December 13, 2009 by Bill

See Late-Breaking News at End of Column

Andreas Canyon - Robin KobalyEvery year on the date of the Winter Solstice we do something very special that has become an exciting tradition for the Edelen Sunday Symposium. We meet in Andreas Canyon, the sacred center of the Agua Caliente Band of Cahuilla Indians. Our attendance is usually around 150 or more. The Indian managers go all out in helping us, setting up picnic tables and preparing the area next to breathtaking rocks about 400 feet high.
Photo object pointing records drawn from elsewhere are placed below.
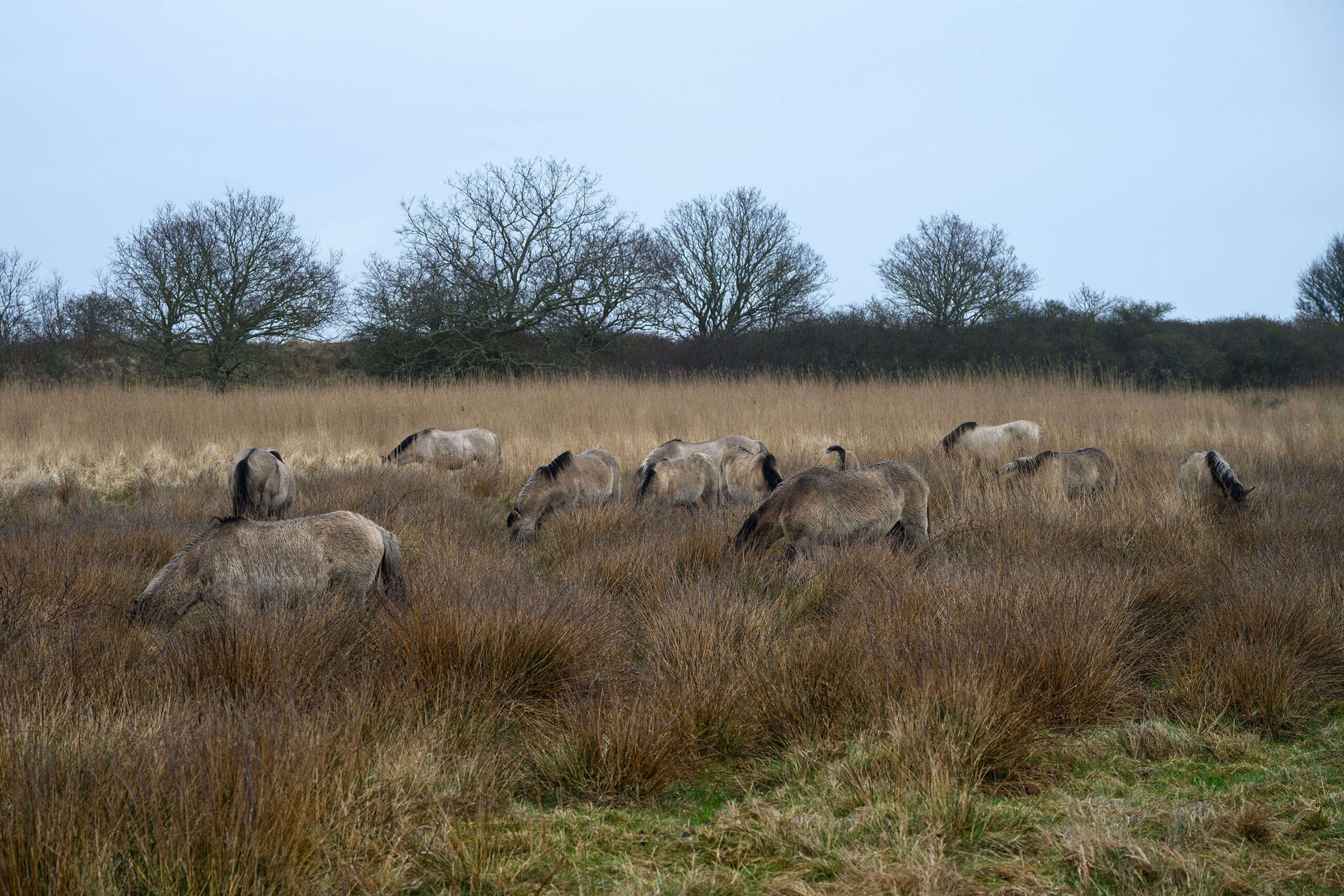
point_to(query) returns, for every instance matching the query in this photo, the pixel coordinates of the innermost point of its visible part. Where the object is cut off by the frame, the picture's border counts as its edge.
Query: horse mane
(951, 438)
(772, 472)
(1222, 473)
(644, 487)
(562, 462)
(1033, 464)
(397, 452)
(241, 475)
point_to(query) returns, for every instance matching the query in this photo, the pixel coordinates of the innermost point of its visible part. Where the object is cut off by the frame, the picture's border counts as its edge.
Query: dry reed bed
(627, 650)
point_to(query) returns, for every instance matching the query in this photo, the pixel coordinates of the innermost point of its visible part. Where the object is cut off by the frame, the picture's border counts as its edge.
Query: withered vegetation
(1120, 693)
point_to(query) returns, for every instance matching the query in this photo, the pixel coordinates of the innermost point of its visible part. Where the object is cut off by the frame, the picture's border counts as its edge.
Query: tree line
(534, 267)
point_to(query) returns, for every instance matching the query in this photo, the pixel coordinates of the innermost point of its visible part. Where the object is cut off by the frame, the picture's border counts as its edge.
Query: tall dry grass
(628, 650)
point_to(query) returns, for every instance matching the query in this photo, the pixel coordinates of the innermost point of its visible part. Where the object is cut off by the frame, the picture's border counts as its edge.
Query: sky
(1172, 152)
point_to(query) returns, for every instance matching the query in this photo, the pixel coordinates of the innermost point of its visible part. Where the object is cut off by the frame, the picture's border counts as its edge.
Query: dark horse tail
(241, 475)
(771, 472)
(1222, 473)
(390, 568)
(644, 487)
(749, 531)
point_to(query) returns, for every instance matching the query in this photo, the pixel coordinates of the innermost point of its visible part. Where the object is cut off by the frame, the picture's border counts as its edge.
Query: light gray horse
(682, 481)
(822, 505)
(570, 480)
(1205, 476)
(239, 563)
(714, 448)
(261, 484)
(992, 442)
(1078, 473)
(452, 449)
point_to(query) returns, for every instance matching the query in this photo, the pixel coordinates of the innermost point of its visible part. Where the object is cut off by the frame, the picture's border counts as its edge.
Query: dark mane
(644, 486)
(951, 438)
(562, 462)
(1033, 464)
(772, 472)
(241, 473)
(1223, 476)
(397, 452)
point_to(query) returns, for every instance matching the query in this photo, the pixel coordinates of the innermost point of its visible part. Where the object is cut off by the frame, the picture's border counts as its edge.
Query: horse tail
(401, 449)
(1033, 464)
(243, 471)
(1222, 473)
(644, 487)
(749, 530)
(390, 568)
(771, 471)
(759, 531)
(949, 441)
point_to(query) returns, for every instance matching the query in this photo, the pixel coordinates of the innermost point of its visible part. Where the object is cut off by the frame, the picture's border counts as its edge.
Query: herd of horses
(256, 558)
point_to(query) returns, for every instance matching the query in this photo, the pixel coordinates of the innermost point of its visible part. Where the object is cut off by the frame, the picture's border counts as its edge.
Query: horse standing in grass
(844, 460)
(452, 449)
(261, 484)
(991, 442)
(592, 477)
(682, 481)
(748, 476)
(1083, 472)
(1205, 476)
(822, 505)
(714, 448)
(239, 563)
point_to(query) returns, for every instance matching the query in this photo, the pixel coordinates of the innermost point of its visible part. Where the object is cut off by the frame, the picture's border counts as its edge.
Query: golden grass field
(1112, 695)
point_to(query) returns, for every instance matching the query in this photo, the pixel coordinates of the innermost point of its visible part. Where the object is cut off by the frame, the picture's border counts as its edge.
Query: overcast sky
(1179, 152)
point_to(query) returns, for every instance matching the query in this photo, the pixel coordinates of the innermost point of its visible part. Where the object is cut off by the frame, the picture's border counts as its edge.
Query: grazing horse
(991, 442)
(239, 563)
(748, 476)
(822, 505)
(1079, 472)
(591, 477)
(714, 448)
(261, 484)
(844, 460)
(682, 481)
(1205, 476)
(454, 449)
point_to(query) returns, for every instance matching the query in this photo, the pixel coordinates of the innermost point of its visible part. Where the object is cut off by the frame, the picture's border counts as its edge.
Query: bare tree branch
(951, 273)
(1320, 288)
(734, 263)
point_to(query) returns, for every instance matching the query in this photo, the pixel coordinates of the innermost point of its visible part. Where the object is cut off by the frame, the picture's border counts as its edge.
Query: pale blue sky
(1180, 152)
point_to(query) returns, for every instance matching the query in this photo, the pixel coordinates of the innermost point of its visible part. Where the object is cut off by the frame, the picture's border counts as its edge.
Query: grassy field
(1116, 695)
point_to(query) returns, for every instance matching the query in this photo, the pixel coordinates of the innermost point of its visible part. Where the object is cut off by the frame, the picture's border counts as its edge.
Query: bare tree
(734, 262)
(530, 250)
(222, 282)
(18, 277)
(1320, 288)
(951, 273)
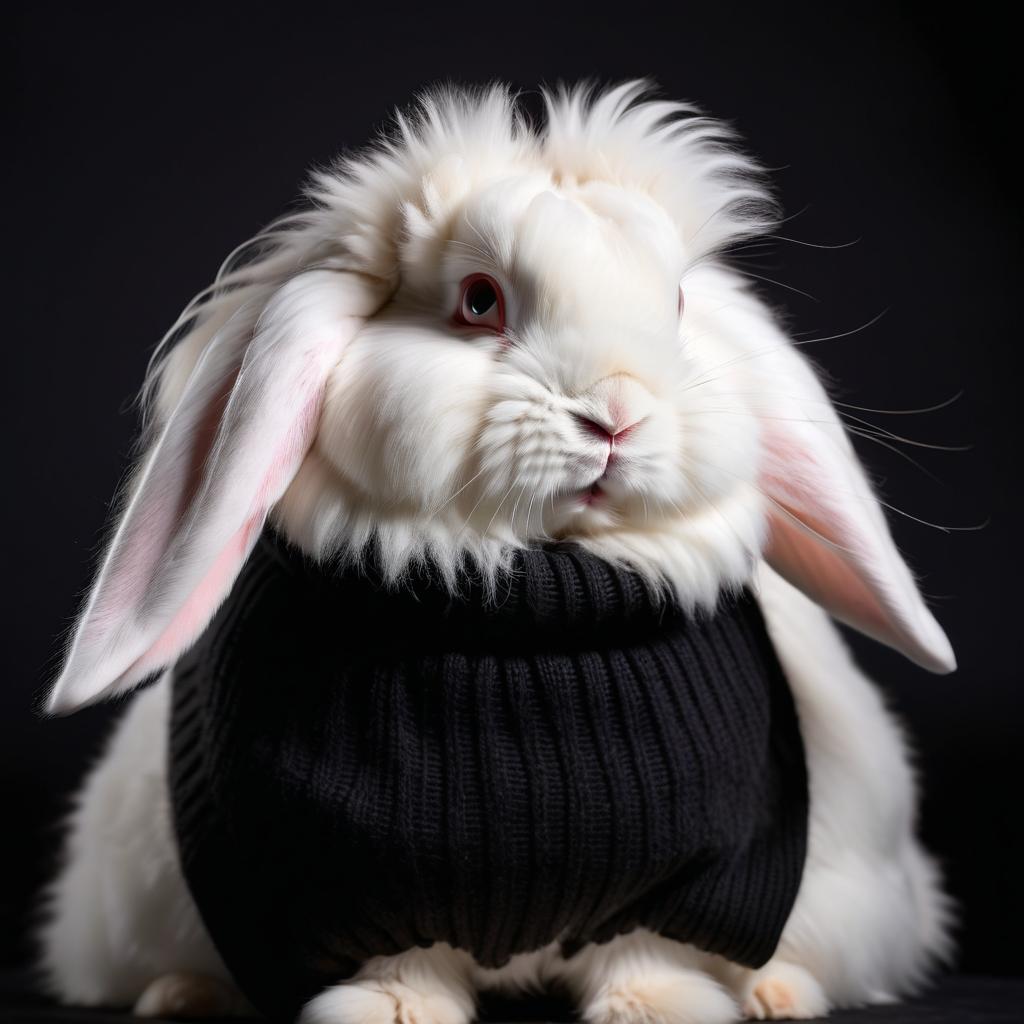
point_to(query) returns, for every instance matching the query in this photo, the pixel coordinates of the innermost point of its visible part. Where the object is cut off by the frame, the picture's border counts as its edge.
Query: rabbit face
(574, 419)
(473, 340)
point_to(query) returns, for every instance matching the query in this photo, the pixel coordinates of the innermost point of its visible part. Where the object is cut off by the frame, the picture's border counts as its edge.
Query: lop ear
(226, 453)
(827, 531)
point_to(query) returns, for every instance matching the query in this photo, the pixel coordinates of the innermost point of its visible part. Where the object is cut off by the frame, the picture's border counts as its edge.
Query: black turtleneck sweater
(356, 770)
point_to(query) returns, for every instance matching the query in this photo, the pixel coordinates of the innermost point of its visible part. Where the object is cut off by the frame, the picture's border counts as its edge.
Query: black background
(145, 145)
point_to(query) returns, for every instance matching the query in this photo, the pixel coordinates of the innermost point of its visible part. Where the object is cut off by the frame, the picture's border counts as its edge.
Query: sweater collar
(558, 587)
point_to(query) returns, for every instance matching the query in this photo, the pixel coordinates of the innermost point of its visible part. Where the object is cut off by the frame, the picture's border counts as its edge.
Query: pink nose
(604, 433)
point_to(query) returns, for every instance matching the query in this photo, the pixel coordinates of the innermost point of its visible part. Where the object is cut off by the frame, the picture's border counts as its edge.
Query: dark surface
(144, 143)
(952, 1000)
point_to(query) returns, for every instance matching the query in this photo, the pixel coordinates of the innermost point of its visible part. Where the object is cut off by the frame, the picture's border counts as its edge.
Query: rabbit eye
(481, 303)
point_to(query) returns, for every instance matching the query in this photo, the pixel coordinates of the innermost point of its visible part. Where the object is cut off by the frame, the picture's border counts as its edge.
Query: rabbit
(480, 334)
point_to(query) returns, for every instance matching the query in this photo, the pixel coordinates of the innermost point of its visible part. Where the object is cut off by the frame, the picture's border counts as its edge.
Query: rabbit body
(869, 919)
(353, 380)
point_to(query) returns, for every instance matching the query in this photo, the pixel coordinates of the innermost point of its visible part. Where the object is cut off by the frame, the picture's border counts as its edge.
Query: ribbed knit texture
(356, 771)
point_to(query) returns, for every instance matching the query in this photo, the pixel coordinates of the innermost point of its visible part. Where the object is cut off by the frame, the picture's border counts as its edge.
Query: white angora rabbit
(434, 360)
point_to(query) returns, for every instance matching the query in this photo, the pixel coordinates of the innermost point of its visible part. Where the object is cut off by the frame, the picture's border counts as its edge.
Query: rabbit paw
(783, 991)
(383, 1001)
(190, 995)
(663, 997)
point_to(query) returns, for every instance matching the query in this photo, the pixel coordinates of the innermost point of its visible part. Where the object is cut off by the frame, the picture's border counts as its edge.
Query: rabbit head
(480, 335)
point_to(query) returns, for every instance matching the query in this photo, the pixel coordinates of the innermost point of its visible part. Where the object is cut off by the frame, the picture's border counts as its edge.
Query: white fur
(441, 442)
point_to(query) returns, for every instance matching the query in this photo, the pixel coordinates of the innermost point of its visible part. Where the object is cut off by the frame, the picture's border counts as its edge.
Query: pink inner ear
(185, 627)
(214, 586)
(821, 573)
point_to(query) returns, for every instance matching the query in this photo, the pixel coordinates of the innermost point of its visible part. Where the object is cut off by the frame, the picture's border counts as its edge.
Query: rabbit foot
(662, 997)
(383, 1001)
(783, 991)
(188, 995)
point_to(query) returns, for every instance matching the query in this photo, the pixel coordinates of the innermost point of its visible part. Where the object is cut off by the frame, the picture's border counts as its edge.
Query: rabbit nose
(604, 432)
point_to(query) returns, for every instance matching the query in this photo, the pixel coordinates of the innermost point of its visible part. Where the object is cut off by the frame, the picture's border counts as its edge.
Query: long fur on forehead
(358, 208)
(457, 138)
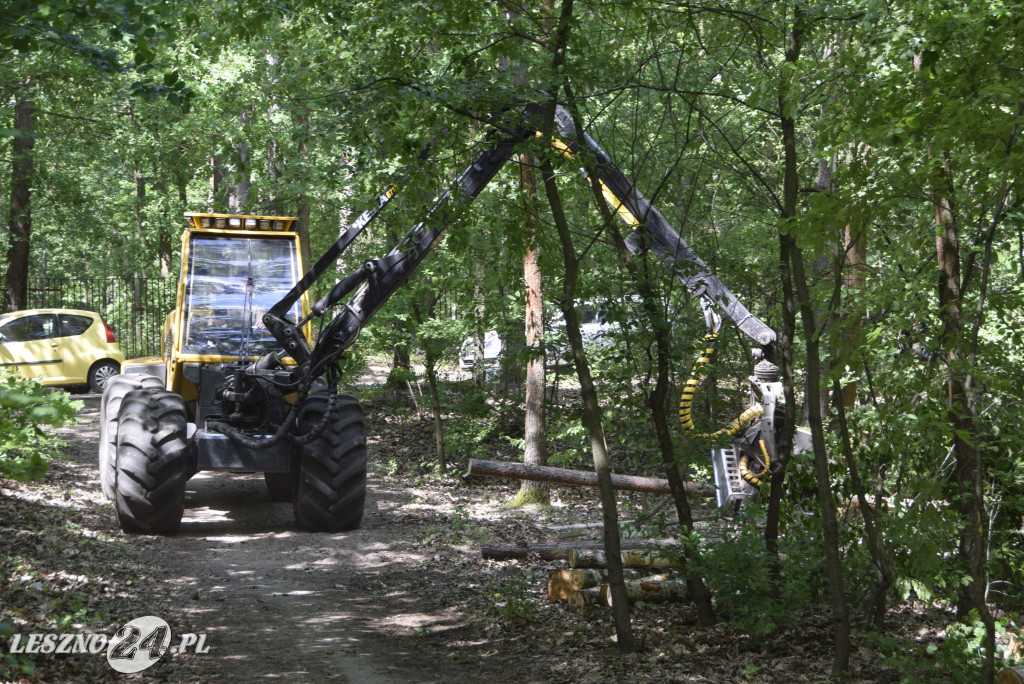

There is no way I can describe the beauty and wonder of this event. This year it will be on December 20 at 10:00 a.m. There is always a crystal blue sky, a light breeze moving the golden leaves of the cottonwood trees. Ravens and Red Tail Hawks coming in with their spirit messages. Last year, during my meditation, a Red Tail Hawk circled my head for about 20 minutes. Everyone watching told me about it following the program.

The Tai Chi Master, Scott Cole, always opens the program by doing his spectacular Tai Chi on top of the rock, dressed in white, against a blue sky. He later comes down and leads everyone in Tai Chi. Robin Kobaly, a very brilliant botanist, gives a presentation on the plants in the area and how they were used by the Indians.

This is followed by my meditation on the significance of the event.

For thousands of years the Winter Solstice (Dec 22-25) has been the most special time of the year and the most important date in human celebration. The sun has started its long journey home bringing Springtime. Celebrating this event in the month of Solstice, I am part of the line of descent that has been uninterrupted almost from the birth of humankind.